A decade ago, while finishing his MBA, Soltes began writing to incarcerated executives, like Bernie Madoff and Jeff Skilling, to find out what made them tick.
The letters he got back were compelling, providing the sort of insights that will be invaluable in understanding the “mistakes” made by Jooste.
Speaking at Gibs, Soltes said many of the traditional explanations – greed, or the view that there’s a sophisticated cost-benefit analysis going on in the chief executive’s mind – proved frustratingly inadequate.
“What I saw was not a failure of reasoning but a failure of intuition. That is, they didn’t see the harm associated with their actions at the time,” he said.
“If you’re surrounded by people at a top company who all have a great background, you simply don’t think you’re the kind of person who is going to be sent to prison.
“You don’t see yourself as a criminal.”
But if this was the sort of cognitive dissonance rife in the Steinhoff boardroom, the interplay with the wider political environment under former president Jacob Zuma only emboldened morally flexible executives.
As Katz put it: “People come to consult me on corporate issues, and I’ll say that, for example, something is a breach of the Companies Act, or a breach of the listings requirements of the JSE.
“And senior CEOs will say: ‘Michael, what are you talking about a listings requirement for – look what’s happening in the country.’ ”
Mohale said: “When we were in the throes of state capture, and R100-billion was being siphoned off per year over a 10-year project . . . tax morality declined. CEOs were saying: ‘I cannot pay my 28% [in tax] to be given to the Gupta brothers to buy another jet, or buy another property in Dubai.’ ”
But someone in the audience suggested that the deeper question was what institutional frailty enabled the Steinhoff debacle: “Why did you have so many people sitting around a table who were so smart, seasoned businessmen, who couldn’t ask questions, who didn’t ask questions?”
After all, South Africa has a history of white-collar scams going back decades, including Masterbond and LeisureNet.
So it’s not off the mark to say we need to examine why so many of our boards are ineffectual, driven by rules and not ethics.
Lamberti said some chief executives bent the rules so they could chase growth in share prices, implying our executive remuneration structures had to be overhauled to prioritise sustainable long-term growth.
“Relatively small decisions can have a big impact on the bottom line, that can lead to incredible arrogance. It leads to people thinking: ‘It’s my company, I can do what I like, I can behave how I like,’ ” he said.
This was the case with Sam Waksal, a biotech billionaire convicted of insider trading in the early 2000s in the US.
Discussing his conviction, Waksal said: “I could sit there . . . thinking I was the most honest CEO that ever lived.
“And at the same time, I could glibly do something and rationalise it [when] I cut a corner, because I didn’t think I was going to get caught.” Today, in the dewy-eyed honeymoon of Cyril Ramaphosa’s presidency, we see the Hawks belatedly swarming around the Gupta mansion and the NPA belatedly charging Zuma for corruption, and we’d like to believe that crime, again, doesn’t pay.

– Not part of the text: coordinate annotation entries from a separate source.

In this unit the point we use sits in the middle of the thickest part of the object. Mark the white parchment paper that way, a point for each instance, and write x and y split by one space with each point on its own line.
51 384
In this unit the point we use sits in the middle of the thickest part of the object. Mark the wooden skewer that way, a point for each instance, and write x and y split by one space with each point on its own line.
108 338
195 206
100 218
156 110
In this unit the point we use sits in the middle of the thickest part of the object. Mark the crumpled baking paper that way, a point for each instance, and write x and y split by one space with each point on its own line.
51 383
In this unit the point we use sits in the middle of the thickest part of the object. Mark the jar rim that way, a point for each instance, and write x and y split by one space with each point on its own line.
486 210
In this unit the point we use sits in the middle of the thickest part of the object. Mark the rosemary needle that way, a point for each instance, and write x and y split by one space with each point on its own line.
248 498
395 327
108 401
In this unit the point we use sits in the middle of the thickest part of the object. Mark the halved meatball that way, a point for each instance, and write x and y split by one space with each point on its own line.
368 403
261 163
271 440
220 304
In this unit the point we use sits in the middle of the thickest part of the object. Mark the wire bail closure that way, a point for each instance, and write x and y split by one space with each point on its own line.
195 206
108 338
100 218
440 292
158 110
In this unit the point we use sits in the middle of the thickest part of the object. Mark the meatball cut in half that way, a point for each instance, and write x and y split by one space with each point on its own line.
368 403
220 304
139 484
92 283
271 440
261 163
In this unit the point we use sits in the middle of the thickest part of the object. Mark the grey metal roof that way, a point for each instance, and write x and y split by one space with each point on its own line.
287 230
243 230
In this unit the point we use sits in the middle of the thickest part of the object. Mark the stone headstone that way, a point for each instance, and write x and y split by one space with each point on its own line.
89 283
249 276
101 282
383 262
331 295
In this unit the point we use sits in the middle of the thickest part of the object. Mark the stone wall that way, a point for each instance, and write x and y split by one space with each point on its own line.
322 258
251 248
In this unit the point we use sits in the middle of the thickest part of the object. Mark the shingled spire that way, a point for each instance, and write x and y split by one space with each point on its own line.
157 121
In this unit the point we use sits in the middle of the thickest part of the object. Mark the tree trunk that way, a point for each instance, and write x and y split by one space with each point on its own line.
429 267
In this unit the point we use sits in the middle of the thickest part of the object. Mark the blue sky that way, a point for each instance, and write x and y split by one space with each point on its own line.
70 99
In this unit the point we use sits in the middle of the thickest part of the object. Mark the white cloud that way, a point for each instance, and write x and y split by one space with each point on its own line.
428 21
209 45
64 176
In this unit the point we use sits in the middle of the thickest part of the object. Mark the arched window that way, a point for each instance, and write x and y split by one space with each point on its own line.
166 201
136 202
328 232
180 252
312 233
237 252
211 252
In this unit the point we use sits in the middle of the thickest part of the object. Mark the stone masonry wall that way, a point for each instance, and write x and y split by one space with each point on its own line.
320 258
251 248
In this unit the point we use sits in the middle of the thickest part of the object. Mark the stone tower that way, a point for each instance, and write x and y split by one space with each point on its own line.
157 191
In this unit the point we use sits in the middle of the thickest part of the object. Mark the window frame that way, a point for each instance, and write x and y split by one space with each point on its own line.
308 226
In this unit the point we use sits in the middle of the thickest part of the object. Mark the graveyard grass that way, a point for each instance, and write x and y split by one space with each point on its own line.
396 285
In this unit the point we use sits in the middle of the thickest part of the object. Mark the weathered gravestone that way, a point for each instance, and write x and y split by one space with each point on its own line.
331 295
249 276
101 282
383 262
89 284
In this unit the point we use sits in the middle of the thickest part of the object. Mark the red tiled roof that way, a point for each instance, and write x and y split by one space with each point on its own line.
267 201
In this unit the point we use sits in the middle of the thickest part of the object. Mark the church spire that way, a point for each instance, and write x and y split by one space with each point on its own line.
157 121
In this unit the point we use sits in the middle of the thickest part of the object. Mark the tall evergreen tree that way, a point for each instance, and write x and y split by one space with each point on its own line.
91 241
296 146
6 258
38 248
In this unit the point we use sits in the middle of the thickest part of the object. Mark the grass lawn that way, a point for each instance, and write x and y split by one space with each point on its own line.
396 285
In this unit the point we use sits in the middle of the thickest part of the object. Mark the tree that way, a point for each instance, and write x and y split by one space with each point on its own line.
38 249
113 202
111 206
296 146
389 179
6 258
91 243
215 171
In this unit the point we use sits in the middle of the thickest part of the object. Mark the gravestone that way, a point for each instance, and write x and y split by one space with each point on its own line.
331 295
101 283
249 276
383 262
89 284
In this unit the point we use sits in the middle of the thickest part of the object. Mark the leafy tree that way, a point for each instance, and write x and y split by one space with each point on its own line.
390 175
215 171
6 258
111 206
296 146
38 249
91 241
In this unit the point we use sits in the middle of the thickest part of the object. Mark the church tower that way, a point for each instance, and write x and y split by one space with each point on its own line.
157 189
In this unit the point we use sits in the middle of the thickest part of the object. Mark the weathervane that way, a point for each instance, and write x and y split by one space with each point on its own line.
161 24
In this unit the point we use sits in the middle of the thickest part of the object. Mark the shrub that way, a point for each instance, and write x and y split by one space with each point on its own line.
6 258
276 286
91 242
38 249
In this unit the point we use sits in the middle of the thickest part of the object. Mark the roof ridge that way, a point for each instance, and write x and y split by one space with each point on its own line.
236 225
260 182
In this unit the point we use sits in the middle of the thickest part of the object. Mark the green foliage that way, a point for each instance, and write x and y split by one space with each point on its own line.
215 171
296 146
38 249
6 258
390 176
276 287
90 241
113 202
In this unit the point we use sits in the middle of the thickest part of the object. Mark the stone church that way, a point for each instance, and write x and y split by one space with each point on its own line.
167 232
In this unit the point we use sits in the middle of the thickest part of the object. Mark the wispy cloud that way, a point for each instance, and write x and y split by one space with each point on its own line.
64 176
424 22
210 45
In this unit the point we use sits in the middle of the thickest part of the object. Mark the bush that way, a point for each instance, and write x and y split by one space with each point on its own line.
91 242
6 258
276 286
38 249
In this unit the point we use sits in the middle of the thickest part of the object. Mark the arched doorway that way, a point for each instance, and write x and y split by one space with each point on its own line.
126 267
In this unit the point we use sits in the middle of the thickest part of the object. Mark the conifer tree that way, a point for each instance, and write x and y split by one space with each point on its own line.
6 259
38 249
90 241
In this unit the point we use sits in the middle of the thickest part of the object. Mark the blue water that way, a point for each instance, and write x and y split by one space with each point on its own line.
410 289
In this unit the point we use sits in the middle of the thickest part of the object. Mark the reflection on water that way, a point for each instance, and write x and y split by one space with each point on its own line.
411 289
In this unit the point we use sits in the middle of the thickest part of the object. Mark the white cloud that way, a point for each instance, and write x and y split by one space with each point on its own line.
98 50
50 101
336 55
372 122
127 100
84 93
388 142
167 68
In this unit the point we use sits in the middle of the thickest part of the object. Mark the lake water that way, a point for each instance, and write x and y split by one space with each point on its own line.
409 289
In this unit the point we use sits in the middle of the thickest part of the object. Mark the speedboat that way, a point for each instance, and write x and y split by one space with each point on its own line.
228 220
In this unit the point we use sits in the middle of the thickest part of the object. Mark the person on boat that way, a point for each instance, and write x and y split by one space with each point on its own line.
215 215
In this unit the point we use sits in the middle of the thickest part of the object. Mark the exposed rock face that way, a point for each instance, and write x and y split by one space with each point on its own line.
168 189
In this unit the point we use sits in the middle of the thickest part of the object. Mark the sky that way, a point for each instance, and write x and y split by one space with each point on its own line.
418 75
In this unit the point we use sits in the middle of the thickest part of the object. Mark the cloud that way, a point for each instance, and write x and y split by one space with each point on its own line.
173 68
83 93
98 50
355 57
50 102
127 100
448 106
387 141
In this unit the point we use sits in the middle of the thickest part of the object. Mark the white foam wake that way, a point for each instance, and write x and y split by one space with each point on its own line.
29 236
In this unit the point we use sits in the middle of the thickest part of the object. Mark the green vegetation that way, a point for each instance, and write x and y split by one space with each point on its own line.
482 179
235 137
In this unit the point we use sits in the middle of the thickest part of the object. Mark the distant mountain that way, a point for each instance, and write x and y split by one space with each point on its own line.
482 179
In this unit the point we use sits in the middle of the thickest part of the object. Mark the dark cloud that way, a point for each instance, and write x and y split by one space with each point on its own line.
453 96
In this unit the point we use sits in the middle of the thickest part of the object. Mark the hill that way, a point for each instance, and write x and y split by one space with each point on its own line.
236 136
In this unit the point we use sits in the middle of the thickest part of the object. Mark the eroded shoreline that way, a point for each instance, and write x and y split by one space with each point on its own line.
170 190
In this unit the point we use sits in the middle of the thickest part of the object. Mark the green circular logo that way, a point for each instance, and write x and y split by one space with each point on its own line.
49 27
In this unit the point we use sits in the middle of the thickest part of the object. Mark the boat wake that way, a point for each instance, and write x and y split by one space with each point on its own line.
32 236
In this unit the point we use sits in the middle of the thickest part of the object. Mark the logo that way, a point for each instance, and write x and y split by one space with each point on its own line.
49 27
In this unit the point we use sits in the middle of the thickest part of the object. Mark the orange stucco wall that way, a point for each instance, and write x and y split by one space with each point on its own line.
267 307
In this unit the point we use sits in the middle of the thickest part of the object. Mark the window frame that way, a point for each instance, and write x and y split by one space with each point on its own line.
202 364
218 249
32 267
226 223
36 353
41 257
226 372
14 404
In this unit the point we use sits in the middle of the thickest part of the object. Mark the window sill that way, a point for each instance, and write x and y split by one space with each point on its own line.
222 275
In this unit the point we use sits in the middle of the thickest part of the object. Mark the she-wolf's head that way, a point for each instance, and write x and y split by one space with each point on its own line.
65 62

But the word from inside the Hawks’ investigation into Steinhoff isn’t encouraging.
The complex shenanigans reported to the Hawks by Steinhoff audit committee chairman Steve Booysen are apparently an almost-unsolvable riddle to a prosecutions service utterly denuded of commercial skills.
It’s all very well finally having the political will to do the right thing, but without the skills, it’s never going to happen.